I delegati che hanno partecipato alla Convention di Annapolis includevano:



  • Da New York: Egbert Benson e Alessandro Hamilton
  • Dal New Jersey: Abraham Clark, William Houston e James Schureman
  • Dalla Pennsylvania: Tench Coxe
  • Dal Delaware: George Read, John Dickinson e Richard Bassett
  • Dalla Virginia: Edmund Randolph, James Madison e St. George Tucker

I risultati della Convenzione di Annapolis

Il 14 settembre 1786 i 12 delegati presenti alla Convenzione di Annapolis approvarono all'unanimità un risoluzione raccomandando al Congresso di convocare una convenzione costituzionale più ampia che si terrà il maggio successivo a Filadelfia allo scopo di modificare i deboli articoli della Confederazione per rettificare una serie di gravi difetti. La risoluzione esprimeva la speranza dei delegati che alla Convenzione costituzionale avrebbero partecipato rappresentanti di più Stati e che i delegati sarebbero stati autorizzati a esaminare aree di interesse più ampie delle semplici leggi che regolano il commercio commerciale tra gli Stati.

La risoluzione, che è stata sottoposta al Congresso e alle legislature statali, ha espresso la profonda preoccupazione dei delegati per importanti difetti nel sistema del governo federale, che hanno avvertito, possono essere trovati più grandi e più numerosi di quanto implichino anche questi atti.
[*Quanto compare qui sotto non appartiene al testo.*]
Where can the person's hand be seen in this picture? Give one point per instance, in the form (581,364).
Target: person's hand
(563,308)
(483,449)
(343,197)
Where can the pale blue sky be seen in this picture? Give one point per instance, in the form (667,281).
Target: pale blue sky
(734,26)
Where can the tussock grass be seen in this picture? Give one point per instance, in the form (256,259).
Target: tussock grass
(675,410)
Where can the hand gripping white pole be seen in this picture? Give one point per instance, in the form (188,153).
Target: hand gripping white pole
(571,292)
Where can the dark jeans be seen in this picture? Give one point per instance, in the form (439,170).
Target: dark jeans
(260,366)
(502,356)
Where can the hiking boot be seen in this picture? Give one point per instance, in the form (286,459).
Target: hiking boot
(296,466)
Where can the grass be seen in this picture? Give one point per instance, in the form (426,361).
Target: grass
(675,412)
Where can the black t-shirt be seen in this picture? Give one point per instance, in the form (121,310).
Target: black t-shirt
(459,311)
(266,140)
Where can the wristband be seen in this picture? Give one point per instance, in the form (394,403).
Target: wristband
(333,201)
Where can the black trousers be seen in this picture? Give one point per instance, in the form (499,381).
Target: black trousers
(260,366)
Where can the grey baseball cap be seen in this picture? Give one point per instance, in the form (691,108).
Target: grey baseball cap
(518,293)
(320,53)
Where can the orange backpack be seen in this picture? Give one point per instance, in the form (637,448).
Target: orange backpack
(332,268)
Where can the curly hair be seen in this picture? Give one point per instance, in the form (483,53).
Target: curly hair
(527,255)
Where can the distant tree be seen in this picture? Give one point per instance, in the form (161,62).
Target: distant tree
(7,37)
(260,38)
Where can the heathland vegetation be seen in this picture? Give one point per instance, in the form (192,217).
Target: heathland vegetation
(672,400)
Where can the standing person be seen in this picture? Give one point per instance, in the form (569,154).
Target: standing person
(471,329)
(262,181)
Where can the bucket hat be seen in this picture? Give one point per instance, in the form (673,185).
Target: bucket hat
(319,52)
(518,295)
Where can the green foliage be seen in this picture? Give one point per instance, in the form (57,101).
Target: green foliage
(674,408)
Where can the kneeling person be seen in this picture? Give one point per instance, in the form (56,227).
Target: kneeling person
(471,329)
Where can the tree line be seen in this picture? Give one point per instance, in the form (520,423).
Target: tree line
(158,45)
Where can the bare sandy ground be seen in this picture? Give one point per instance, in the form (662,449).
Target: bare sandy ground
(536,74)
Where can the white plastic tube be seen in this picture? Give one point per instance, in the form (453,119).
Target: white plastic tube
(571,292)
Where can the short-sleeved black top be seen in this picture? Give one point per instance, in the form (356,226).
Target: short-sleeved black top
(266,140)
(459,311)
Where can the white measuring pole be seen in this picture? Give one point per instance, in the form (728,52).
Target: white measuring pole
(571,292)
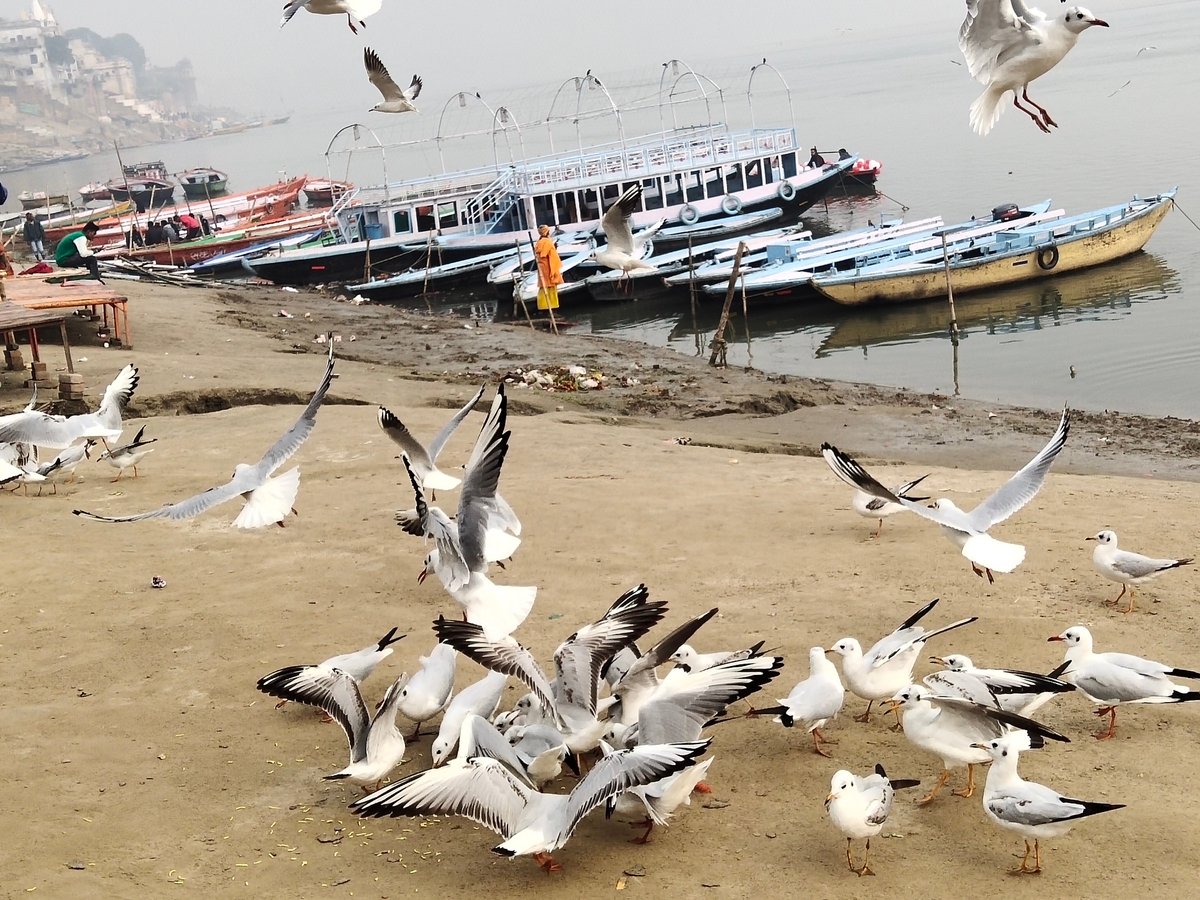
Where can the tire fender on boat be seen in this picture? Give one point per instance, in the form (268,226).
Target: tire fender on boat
(1048,257)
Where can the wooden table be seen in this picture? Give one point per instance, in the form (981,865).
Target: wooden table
(33,292)
(17,318)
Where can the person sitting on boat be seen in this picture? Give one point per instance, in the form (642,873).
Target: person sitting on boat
(75,253)
(35,235)
(550,269)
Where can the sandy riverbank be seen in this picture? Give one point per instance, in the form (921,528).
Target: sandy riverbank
(141,761)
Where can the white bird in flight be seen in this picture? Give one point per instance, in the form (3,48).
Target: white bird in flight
(395,99)
(1126,567)
(1008,45)
(1027,808)
(1113,678)
(969,531)
(353,10)
(268,499)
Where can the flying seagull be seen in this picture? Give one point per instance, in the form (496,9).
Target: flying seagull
(1007,45)
(395,99)
(268,499)
(353,10)
(969,531)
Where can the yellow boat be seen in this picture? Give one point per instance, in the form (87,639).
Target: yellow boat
(1041,251)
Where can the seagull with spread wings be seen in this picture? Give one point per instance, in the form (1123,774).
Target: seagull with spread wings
(1007,45)
(353,10)
(268,499)
(969,531)
(395,99)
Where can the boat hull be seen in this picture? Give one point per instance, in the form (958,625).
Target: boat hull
(1030,264)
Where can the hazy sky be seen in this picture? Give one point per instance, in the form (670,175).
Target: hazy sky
(245,60)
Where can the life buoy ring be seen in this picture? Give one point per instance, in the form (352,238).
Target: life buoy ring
(1048,257)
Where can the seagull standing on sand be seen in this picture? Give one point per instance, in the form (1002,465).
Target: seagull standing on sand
(624,250)
(1127,568)
(969,531)
(532,823)
(423,461)
(395,99)
(127,456)
(1007,45)
(1113,678)
(1027,808)
(859,807)
(887,667)
(268,499)
(353,10)
(60,432)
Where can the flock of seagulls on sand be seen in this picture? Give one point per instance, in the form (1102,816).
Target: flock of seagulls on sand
(631,718)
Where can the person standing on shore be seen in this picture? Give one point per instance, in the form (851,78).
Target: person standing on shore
(35,237)
(75,253)
(550,268)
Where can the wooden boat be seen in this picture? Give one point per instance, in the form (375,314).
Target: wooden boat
(203,181)
(95,191)
(1007,257)
(325,192)
(37,199)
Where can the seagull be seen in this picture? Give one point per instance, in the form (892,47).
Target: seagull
(624,250)
(395,99)
(859,807)
(887,666)
(461,555)
(423,461)
(814,701)
(1027,808)
(1127,568)
(1021,693)
(952,727)
(869,507)
(354,10)
(61,431)
(129,455)
(532,823)
(1007,45)
(358,665)
(969,531)
(687,658)
(1113,678)
(376,745)
(430,689)
(268,499)
(479,699)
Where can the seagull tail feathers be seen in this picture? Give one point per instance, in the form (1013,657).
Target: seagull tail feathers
(985,111)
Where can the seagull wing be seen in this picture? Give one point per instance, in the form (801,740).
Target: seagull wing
(481,789)
(1021,487)
(378,75)
(504,655)
(993,33)
(616,223)
(442,437)
(329,689)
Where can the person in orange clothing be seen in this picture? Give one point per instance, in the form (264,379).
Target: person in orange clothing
(550,268)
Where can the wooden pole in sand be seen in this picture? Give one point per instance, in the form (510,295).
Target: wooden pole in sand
(718,355)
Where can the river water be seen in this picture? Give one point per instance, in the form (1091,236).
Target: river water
(1123,337)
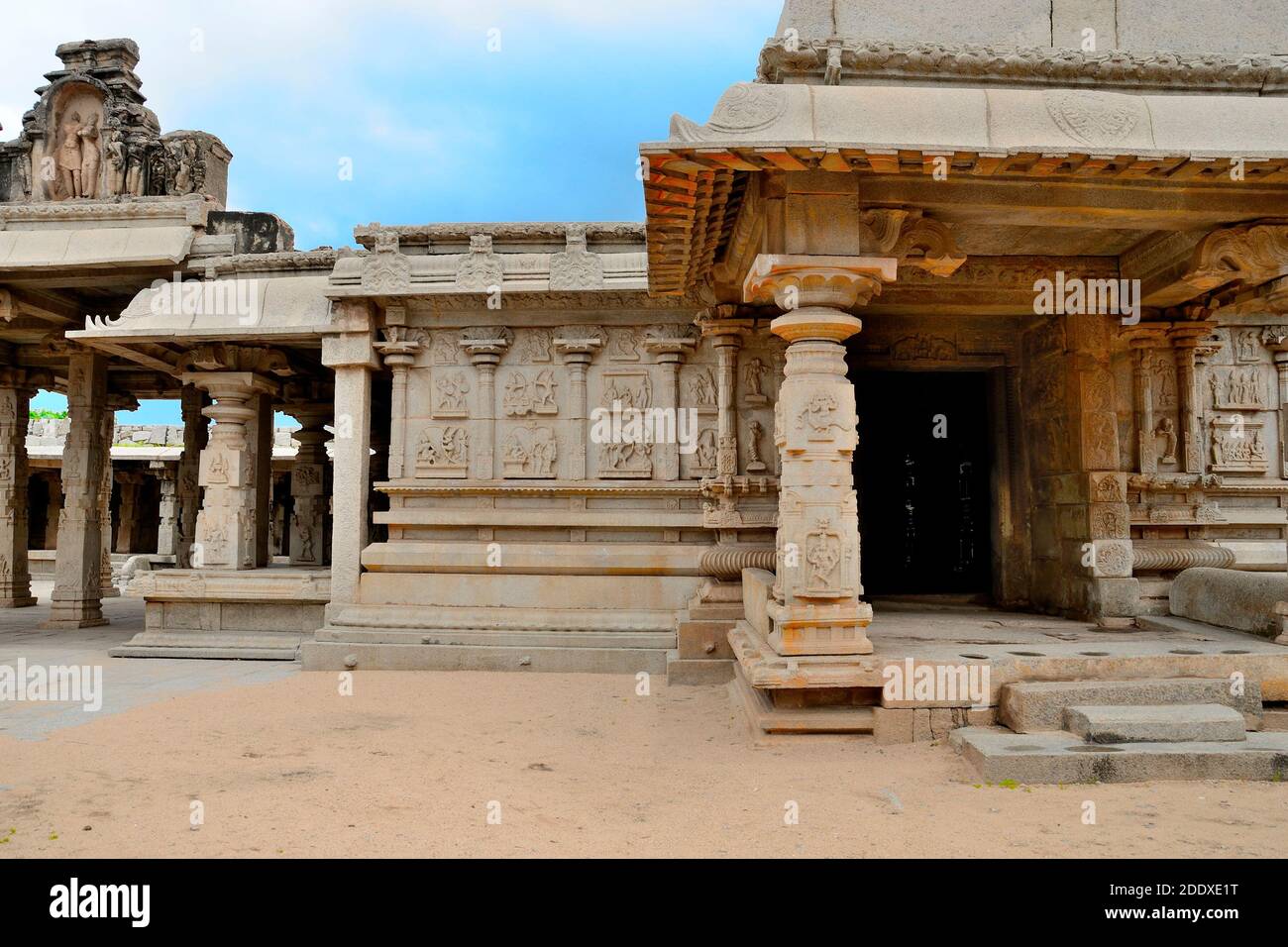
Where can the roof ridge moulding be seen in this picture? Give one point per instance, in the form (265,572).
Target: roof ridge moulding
(949,119)
(850,60)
Con solo cinque dei tredici stati rappresentati, l'autorità della Convenzione di Annapolis era limitata. Di conseguenza, oltre a raccomandare la convocazione di una convenzione costituzionale completa, i delegati presenti ai delegati non hanno intrapreso alcuna azione sulle questioni che li avevano riuniti.

Che i termini espressi dei poteri dei Vostri Commissari, supponendo una delegazione di tutti gli Stati, ed avendo per oggetto il Commercio e il Commercio degli Stati Uniti, i Vostri Commissari non ritenessero opportuno procedere negli affari della loro missione, sotto le Circostanze di una rappresentazione così parziale e difettosa, affermava la risoluzione della convenzione.

Gli eventi della Convenzione di Annapolis hanno anche spinto l'eventuale primo presidente degli Stati Uniti George Washington per aggiungere la sua richiesta di un governo federale più forte. In una lettera al collega padre fondatore James Madison datata 5 novembre 1786, Washington scrisse in modo memorabile: Le conseguenze di un governo lassista o inefficiente sono troppo ovvie per soffermarsi. Tredici Sovranità che si tirano l'una contro l'altra e tutte tirano il capo federale, porteranno presto alla rovina generale.

Sebbene la Convenzione di Annapolis non sia riuscita a raggiungere il suo scopo, le raccomandazioni dei delegati sono state adottate dal Congresso degli Stati Uniti. Otto mesi dopo, il 25 maggio 1787, la Convenzione costituzionale si riunì e riuscì a creare l'attuale Costituzione degli Stati Uniti.